EÖTVÖS Halleluja - oratorium balbulum; Alle vittime senza nome
View record and artist detailsRecord and Artist Details
Composer or Director: Matthias Brandt, Peter Eötvös
Genre:
Vocal
Label: Wergo
Magazine Review Date: 01/2020
Media Format: CD or Download
Media Runtime: 74
Mastering:
DDD
Catalogue Number: WER73862
Tracks:
Composition | Artist Credit |
---|---|
Halleluja - Oratorium Balbulum |
Peter Eötvös, Composer
Iris Vermillion, Mezzo soprano Matthias Brandt, Composer Peter Eötvös, Composer Topi Lehtipuu, Tenor WDR Choir WDR Symphony Orchestra |
Alle vittime senza nome |
Peter Eötvös, Composer
Antonio Pappano, Conductor Peter Eötvös, Composer Santa Cecilia Academy Orchestra, Rome |
Author: Guy Rickards
Peter Eötvös’s Halleluja (2015) is styled ‘oratorium balbulum’ – a stammering oratorio – and subtitled ‘Four Fragments’. The latter does not indicate sections of a larger work, but rather that the whole is not a conventional choral-and orchestral work with a linear narrative. This is apparent from the outset, with the choir’s opening, unresolved question ‘Who are we?’ and the at times sideways pronouncements of the narrator, deliciously delivered by Matthias Brandt, who makes it very clear that he is the narrator.

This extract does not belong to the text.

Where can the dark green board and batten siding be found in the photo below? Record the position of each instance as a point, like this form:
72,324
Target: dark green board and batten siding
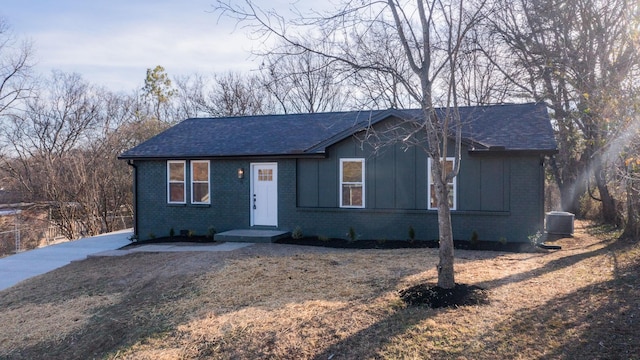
497,196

Halleluja – oratorium balbulum is, then, at least partially a composition about itself, about the relationship of words and music, and to silence. The ‘choir represents a society that says “hallelujah” to everything’, Eötvös has stated, while the stammering of them and the soloists derives from the late 9th/early 10th-century Benedictine monk Notker the Stammerer (aka Notker Balbulus), whose liturgical sequences made him an important figure in musical development. It is impossible to say more as, maddeningly, Wergo does not provide the libretto written jointly by Eötvös and the late Péter Esterházy.
Nonetheless, it is not difficult to appreciate the quality of the musical setting, nor the splendid live performance captured in Cologne in 2017. The performers sound at one in their presentation, whether in the hushed choral comments or the chiming percussion that dominates some sections. The whole is more than the sum of its fragments, compelling and involving, as is the purely orchestral companion, Alla vittime senza nome (‘To the nameless victims’, 2016), a three-movement threnody to the countless masses of African and Middle Eastern people dying in waves seeking refuge in Europe. Whether due to the urgency of Eötvös’s expressive intent, his attaining ever greater compositional refinement or the more approachable idiom, Alla vittime is the most affecting and impressive work of his that I have heard. It is brilliantly rendered here by Pappano and the Santa Cecilia Orchestra. Very strongly recommended.